Moving onto middle school, that was where I just know I did not have any great times. The best thing that came out of the few years of my new life in Omaha was that was where I was drawn to the Force that is Star Wars. Like most kids/boys my age, I would watch all three movies over and over and over on VHS to where I had worn out copies and had to get new ones. I would use broom handles as lightsabers, had the Ewok Village, the C3-P0 gold case (still have) to several figures. But I would just play with them by myself. That was some great times but again that was not really outside of my house. Getting back to school, the only great memory I have of middle school was I got to play my cousin in Knockout and I won. That was the only time I actually won and that was more by chance. I loved the competition of sports but I just did not take it to the next level. In school, I even tried track & field. I did the shot put and the discuss. Those events were the classification of failure. There always had to be winners and losers and I was the loser every time. This scrawny little 7th grader trying to throw what had to be a ball half of my body weight and then have it drop at my feet. I might have been the only one to get negative distance in the shot putt. So just as time clicks on so did my life. There were bad locker partners, to having my books knocked out of my hands in the halls, to being laughed at by girls, to going into the wrong bathroom and all the way to messing up in shop class. I could just never find my nitch in life at that early age. I do not want to go on and on about that because it just sounds like whining and I hate that.

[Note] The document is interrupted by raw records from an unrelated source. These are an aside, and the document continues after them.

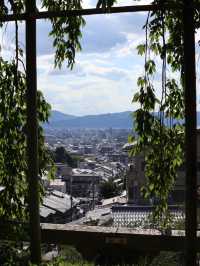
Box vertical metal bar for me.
[183,0,197,266]
[26,0,41,264]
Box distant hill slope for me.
[44,111,200,129]
[44,111,132,129]
[49,111,76,123]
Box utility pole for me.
[26,0,41,264]
[183,0,197,266]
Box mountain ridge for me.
[44,110,200,129]
[44,110,132,129]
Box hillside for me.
[44,111,132,129]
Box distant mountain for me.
[49,111,76,123]
[44,111,200,129]
[44,111,132,129]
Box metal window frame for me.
[0,0,197,266]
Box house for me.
[63,168,101,198]
[40,190,79,224]
[123,129,200,204]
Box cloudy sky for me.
[1,0,200,115]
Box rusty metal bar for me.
[26,0,41,264]
[183,0,197,266]
[0,4,191,22]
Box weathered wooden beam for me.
[41,224,186,252]
[26,0,41,264]
[183,0,197,266]
[0,4,195,22]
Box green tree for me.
[0,58,53,220]
[99,179,121,199]
[54,147,78,168]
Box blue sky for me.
[1,0,199,115]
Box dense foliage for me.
[0,58,54,222]
[0,0,195,227]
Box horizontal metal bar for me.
[0,4,191,22]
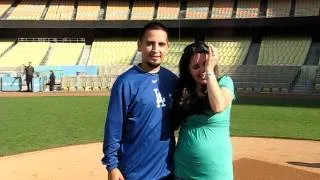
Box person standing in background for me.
[24,62,34,92]
[49,70,56,91]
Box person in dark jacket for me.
[24,62,34,92]
[49,70,56,91]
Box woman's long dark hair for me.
[171,41,219,130]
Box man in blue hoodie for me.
[102,22,177,180]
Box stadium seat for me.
[157,0,180,19]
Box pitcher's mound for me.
[234,158,320,180]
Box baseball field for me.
[0,96,320,156]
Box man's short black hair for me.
[139,21,169,41]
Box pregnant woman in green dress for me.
[172,42,234,180]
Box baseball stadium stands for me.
[0,0,320,93]
[258,37,312,65]
[236,0,260,18]
[0,0,13,17]
[157,0,180,19]
[105,0,129,20]
[294,0,320,16]
[76,0,101,20]
[186,0,209,19]
[88,39,137,65]
[207,38,251,65]
[211,0,233,19]
[266,0,291,18]
[45,0,74,20]
[131,0,154,20]
[7,0,46,20]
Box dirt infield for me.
[0,137,320,180]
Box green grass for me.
[231,97,320,140]
[0,97,108,156]
[0,97,320,156]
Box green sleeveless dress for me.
[174,76,234,180]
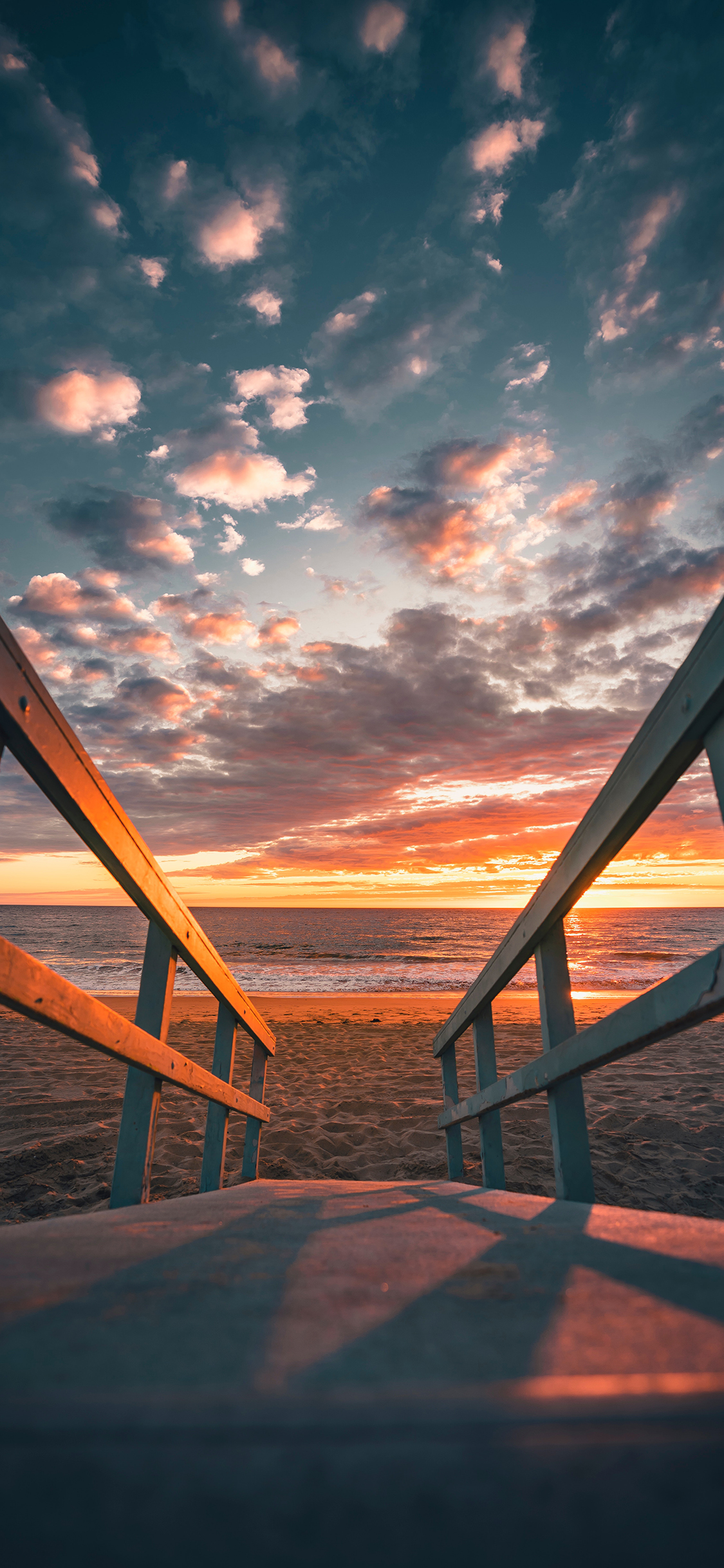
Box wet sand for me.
[0,991,724,1223]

This may sound somewhat sad but it ends well just wait I am not going to divulge everything on this post but I will end this on a more positive note. I will say for now that high school is where I met the love of my life and looking back it proves that even though we all go through some hard, dirty, nasty times we can still make it through that and be more clean and alive than we ever thought we could be.


For those of you that may actually follow this, I will go on with my high school years and may fill some blanks from before.